Produksi asam urat pada keadaan normal dipengaruhi oleh faktor diet dan asam ribonukleat yang berasal dari sel. Konsumsi makanan yang mengandung purin akan dimetabolisme di dalam tubuh menjadi asam urat. Purin juga dapat dihasilkan dari proses sintesis DNA (Deoxyribonucleic Acid ) dan RNA (Ribonucleic Acid). Purin yang telah terbentuk akan diubah menjadi hipoxanthin. Dengan bantuan xanthin oksidase, hipoxanthin akan dioksidasi menjadi xanthin yang kemudian terbentuklah asam urat melalui proses oksidasi. Terjadinya hiperurisemia dapat dipicu oleh banyak faktor yaitu pola makan yang kurang baik (diet tinggi purin), konsumsi alkohol, obesitas, gangguan metabolik, obat-obatan tertentu serta degradasi sel DNA yang abnormal (Ganong, 2008).

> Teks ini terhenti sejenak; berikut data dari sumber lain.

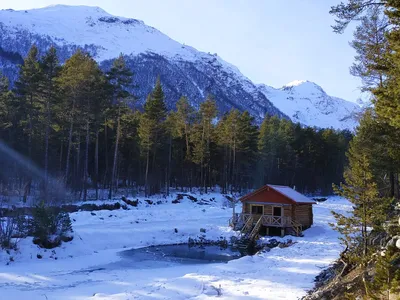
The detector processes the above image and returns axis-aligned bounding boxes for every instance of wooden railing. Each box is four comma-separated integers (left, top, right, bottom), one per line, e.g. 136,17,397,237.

262,215,292,227
230,214,292,227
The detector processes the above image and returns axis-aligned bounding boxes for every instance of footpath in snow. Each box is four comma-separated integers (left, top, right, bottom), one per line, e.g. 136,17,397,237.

0,194,351,300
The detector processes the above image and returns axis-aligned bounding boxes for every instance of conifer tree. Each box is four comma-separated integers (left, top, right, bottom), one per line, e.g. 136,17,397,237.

39,47,61,189
139,78,166,195
332,152,389,296
192,96,217,193
15,45,42,202
107,54,133,199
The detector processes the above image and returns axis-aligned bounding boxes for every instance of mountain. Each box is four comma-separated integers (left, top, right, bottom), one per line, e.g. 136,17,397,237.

258,80,361,129
0,5,360,128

Proses selanjutnya yaitu terjadi penimbunan asam urat pada persendian akibat ketidakmampuan tubuh dalam melakukan kompensasi terhadap keadaan hiperurisemia. Asam urat yang mengendap semakin lama akan mengkristal dalam jaringan seperti pada sendi jari-jari tangan, siku, lutut dan pergelangan tangan, sehingga terjadi perubahan jaringan pada daerah yang terdapat timbunan asam urat. Terbentuknya kristal urat ini akan menstimulasi sistem pertahanan tubuh dengan cara mengaktifkan mekanisme fagositosis dari leukosit. Leukosit akan memfagosit timbunan kristal urat sebagai salah satu cara untuk

(41)

menurunkan kadar asam urat darah. Respon yang diakibatkan dari mekanisme fagositosis kristal tersebut adalah terjadinya peradangan dan kerusakan jaringan (Syukri, 2007).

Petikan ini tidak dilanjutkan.